Updated

Intel Corp. (INTC) has detailed plans to team up with Asustek Computer Inc., the world's largest maker of computer motherboards, to make a notebook PC that would cost as little as $200 and be aimed at mass markets in developing countries.

Intel, the world's largest chipmaker, has distributed laptops to children in developing countries for years, but has yet to put them into the kind of mass production planned by another group, the One Laptop Per Child Foundation (OLPC).

Most recently, Intel has launched its Classmates initiative, which aims to ship a modest 1,230 low-cost PCs to governments in Asia this year, mostly in trial arrangements.

Intel and Asustek's low-cost PC would be a fully fledged, low-end notebook, while the OLPCs are green-and-white plastic, kid-friendly laptops that can be powered with hand cranks when electricity is not available.

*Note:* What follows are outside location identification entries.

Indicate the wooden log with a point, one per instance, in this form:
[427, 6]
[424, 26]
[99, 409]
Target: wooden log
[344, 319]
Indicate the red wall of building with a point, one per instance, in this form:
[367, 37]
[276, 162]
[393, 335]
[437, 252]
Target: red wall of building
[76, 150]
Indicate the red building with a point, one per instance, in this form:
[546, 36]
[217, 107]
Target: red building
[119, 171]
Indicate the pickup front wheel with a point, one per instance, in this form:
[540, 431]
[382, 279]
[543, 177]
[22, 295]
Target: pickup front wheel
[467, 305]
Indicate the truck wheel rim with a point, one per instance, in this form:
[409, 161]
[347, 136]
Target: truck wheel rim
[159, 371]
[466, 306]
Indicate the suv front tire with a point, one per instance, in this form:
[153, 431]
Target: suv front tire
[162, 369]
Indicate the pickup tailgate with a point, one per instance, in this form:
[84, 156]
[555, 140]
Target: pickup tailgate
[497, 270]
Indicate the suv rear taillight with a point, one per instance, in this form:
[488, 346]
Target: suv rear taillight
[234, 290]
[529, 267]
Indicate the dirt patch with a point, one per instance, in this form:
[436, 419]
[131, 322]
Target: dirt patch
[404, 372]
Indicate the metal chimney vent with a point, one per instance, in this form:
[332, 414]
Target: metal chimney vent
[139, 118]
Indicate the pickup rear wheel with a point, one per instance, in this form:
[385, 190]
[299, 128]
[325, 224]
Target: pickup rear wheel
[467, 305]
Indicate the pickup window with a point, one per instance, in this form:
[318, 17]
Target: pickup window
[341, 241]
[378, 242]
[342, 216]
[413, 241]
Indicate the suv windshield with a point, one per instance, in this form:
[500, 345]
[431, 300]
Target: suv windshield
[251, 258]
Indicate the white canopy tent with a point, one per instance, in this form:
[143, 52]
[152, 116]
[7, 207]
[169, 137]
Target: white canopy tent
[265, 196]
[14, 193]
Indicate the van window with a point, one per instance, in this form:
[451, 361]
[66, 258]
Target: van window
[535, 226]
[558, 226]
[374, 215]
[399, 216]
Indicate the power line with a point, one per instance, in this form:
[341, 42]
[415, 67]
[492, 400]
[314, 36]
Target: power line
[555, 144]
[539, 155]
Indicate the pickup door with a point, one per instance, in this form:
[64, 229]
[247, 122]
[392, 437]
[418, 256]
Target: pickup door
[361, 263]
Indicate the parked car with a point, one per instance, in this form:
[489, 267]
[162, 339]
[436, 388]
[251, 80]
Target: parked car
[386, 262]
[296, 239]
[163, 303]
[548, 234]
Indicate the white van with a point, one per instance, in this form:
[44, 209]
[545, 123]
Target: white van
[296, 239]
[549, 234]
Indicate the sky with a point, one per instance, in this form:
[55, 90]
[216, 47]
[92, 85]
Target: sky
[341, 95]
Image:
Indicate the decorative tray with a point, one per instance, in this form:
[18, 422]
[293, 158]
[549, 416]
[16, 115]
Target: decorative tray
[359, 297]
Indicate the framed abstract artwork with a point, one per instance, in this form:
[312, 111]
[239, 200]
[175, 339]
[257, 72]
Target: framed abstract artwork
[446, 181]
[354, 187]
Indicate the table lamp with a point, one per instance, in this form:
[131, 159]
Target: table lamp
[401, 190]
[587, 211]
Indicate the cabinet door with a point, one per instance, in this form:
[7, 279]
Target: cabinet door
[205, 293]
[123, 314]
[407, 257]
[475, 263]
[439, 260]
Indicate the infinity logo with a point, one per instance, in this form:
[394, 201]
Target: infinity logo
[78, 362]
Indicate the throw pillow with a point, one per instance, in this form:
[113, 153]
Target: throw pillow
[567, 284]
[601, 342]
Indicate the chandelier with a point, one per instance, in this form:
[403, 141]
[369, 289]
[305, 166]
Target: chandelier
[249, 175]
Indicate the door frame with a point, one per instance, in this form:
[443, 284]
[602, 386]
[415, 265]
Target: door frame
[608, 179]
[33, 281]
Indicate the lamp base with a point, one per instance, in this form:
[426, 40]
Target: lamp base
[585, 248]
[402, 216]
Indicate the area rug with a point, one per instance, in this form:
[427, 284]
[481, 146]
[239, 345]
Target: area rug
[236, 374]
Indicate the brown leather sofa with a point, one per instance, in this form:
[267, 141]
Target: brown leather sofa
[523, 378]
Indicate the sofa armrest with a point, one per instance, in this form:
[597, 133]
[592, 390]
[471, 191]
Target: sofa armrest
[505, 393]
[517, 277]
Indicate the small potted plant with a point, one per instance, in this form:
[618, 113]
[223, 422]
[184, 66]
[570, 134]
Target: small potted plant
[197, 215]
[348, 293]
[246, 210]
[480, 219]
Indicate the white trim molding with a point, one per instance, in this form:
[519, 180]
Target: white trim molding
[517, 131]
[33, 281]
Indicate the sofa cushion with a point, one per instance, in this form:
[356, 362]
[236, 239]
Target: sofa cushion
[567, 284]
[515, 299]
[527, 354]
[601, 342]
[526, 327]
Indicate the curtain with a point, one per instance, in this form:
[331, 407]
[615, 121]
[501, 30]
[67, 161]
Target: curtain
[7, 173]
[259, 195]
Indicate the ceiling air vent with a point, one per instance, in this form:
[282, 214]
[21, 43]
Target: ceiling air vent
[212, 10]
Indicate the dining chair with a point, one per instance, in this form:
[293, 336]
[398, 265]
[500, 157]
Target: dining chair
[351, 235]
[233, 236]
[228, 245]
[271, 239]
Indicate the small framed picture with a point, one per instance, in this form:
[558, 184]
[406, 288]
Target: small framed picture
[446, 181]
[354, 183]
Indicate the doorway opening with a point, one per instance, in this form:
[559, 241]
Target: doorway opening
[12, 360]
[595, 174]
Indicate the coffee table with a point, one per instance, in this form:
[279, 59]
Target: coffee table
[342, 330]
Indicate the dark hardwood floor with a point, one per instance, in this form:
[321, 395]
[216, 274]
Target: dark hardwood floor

They cost about $180 each.

"It's another way of solving the same problem," said Sean Maloney, head of Intel worldwide sales and marketing in a telephone interview ahead of his keynote speech at Taiwan's Computex, the world's No. 2 computer fair. "The world is a big place and there's room for lots of these things."

Unlike Intel's previous efforts, which targeted mostly governments as clients, the Asustek models would target mass consumers through conventional channels, Asustek global marketing director Sunny Han told Reuters on the sidelines of Computex.

He said Asustek planned to start shipping the units, which have smaller screens than traditional laptops, in July or August, with a target of selling 200,000 units this year, all under the Asustek brand.

The units would sell for $199-$299.

LOW-COST COMPUTING

The Asustek initiative comes after the OLPC Foundation said last month it expected to start delivering millions of its low-cost notebooks in October.

It is the foundation's most ambitious attempt yet to provide the devices, which analysts say could shape PC industry growth in developing countries.

Maloney said the laptop would use a lower-end microprocessor as the brains of the notebook, but declined to give details.

Intel Asia Pacific General Manager John Antone said the Asustek initiative marked a milestone in low-cost computing, but that the trend should continue as PC makers looked to boost sales to developing markets.

"What we've seen is the entry price point tends to trend down at 8 to 10 percent rate" per year, he said at Computex.

Maloney also introduced Intel's 3-Series chipset family, which is designed from the ground up to run Intel's upcoming 45 nanometer processors, code-named Penryn, that are expected later this year.

Chipsets are a collection of memory, input- output and other chips that connect the processor to the motherboard.

"These chipsets will be the basis for most of the PC industry for the next 18 to 24 months," Maloney said.

"They're not just 45 nanometer ready, but they're much more energy efficient than previous versions."

The Penryn processors are made with circuitry as small as 45 nanometers, about 1/2000th the width of a human hair and can have higher performance at the same power consumption, or the same performance at lower power consumption, or various combinations of the two.

Intel is introducing the chipset family as it regains ground lost over the last two years to smaller rival Advanced Micro Devices Inc. (AMD)

AMD's market share in the first quarter of this year slipped more than 5 percentage points to less than 20 percent for the first time since 2005 as Intel revamped its own product line with its Core and Core 2 processors.

It also slashed prices on older chips as it ramped up production of faster microprocessors.